Run the Python application to download the data:

```bash
$ python get_data.py data/daily/zips
```

Note that the path passed (`data/daily/zips`) above, **must** exist.
With the example above, `518` zip archives were downloaded to `data/daily/zips`.
This took several minutes, running with two threads.

## Unzipping the archives

The zip archives were downloaded to `data/daily/zips`.
From the parent directory (`data/daily`), the following commands were run to extract the archives:

```bash
$ mkdir csvs
$ for f in $(ls zips); do unzip -nd csv zips/$f; done >log 2>&1
```

Some errors were noted during the `unzip` operation (as noted in the `log` file generated).
It appears that a number of the constructed URLs were not valid.
There are `20` files (listed below) for which the archive size is < 1 KB, and simply contain the source of a `404` error page.

```bash
$ find . -type f -size -1024c
./dly3422.zip
./dly9938.zip
./dly2931.zip
./dly538.zip
./dly9323.zip
./dly4413.zip
./dly3037.zip
./dly1807.zip
./dly4702.zip
./dly2604.zip
./dly199.zip
./dly5819.zip
./dly5602.zip
./dly9206.zip
./dly8912.zip
./dly2218.zip
./dly8123.zip
./dly5729.zip
./dly9106.zip
./dly907.zip
```

This leaves us with valid weather data for `498` weather stations across Ireland.

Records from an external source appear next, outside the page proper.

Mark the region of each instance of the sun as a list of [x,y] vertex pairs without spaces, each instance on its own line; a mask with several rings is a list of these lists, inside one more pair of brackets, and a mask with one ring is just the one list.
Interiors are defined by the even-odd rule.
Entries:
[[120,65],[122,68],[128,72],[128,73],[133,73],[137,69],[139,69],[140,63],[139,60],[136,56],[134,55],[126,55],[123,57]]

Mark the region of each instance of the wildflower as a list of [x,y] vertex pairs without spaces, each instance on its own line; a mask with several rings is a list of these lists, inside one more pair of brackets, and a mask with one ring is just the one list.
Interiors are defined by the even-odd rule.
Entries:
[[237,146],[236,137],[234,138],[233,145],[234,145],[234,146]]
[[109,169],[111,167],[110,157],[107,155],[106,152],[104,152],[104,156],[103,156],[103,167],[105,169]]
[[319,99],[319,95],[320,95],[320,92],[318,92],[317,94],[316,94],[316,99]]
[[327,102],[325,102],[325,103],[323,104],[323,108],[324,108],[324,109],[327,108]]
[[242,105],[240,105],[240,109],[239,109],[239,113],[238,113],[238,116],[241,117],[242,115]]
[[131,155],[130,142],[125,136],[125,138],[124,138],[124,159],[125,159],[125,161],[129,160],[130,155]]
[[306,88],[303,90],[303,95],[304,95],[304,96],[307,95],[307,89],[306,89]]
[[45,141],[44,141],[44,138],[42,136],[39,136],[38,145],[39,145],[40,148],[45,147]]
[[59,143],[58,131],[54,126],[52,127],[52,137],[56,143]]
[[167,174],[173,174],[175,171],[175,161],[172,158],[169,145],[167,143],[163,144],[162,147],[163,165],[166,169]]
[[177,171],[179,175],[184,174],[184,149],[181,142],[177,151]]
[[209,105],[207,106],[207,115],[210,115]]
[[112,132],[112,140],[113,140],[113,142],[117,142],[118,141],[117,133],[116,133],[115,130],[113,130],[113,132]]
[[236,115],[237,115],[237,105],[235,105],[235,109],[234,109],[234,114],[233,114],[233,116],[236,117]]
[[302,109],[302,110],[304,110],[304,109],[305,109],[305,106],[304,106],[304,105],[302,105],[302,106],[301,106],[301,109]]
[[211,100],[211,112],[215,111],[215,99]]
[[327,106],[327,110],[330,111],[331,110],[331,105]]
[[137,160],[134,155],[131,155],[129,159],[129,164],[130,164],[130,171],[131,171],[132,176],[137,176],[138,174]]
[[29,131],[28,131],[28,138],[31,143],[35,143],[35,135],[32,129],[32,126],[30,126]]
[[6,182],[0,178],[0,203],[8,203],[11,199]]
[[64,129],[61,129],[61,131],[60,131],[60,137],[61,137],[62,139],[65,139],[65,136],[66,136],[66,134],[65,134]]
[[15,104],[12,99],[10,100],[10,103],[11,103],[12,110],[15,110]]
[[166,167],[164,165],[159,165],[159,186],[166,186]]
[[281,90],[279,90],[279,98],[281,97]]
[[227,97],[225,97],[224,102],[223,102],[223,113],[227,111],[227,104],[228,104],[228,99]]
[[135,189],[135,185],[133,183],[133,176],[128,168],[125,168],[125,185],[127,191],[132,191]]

## Finding how many rows to skip

The CSV files are not standardised.
In order to load the CSVs into a `DataFrame`, we need to provide the `skiprows` argument.
In order to find out how many rows to skip, we can recursively `grep` for the header line.
In the `data` directory, run:

```bash
grep -nr "date," daily/csvs/dly*.csv |cut -d'/' -f3 |cut -d':' -f1,2 >header_rows.txt
```

We can inspect the first `10` lines with:

```bash
$ head header_rows.txt
dly10023.csv:10
dly1024.csv:10
dly1033.csv:10
dly1042.csv:10
dly1043.csv:10
dly1075.csv:25
dly108.csv:10
dly1103.csv:10
dly1107.csv:10
dly1108.csv:10
```

For most of the files, the header is on line `10`.
However, for `dly1075.csv`, the header is on line `25`.
We can extract this information, and create a mapping using Python.
We'll also make use of the `stations_clean.csv` file generated earlier.

## Data shift in `stations.csv`

There is an extra comma in the `county` field in the original `stations.csv` which caused the data to be shifted when running the script to clean this data.
This can be corrected by running the following code on macOS:

```bash
$ sed -i.bak "460s/.*/5331,DELVIN CASTLE G.C.,Westmeath,53.608,-7.104/" stations_clean.csv
$ mv stations_clean.csv{.bak,}
```

or on Linux/Windows

```bash
$ sed -i "460s/.*/5331,DELVIN CASTLE G.C.,Westmeath,53.608,-7.104/" stations_clean.csv
```

## Creating a `DataFrame` with all station details

We want to gather all information about the stations in an easy-to-use format.
We'll use `pandas` to create `DataFrame` objects to work with.
Initial cleaning and transformation is done in [`data-cleaning_2018-12-14.ipynb`](data-cleaning_2018-12-14.ipynb).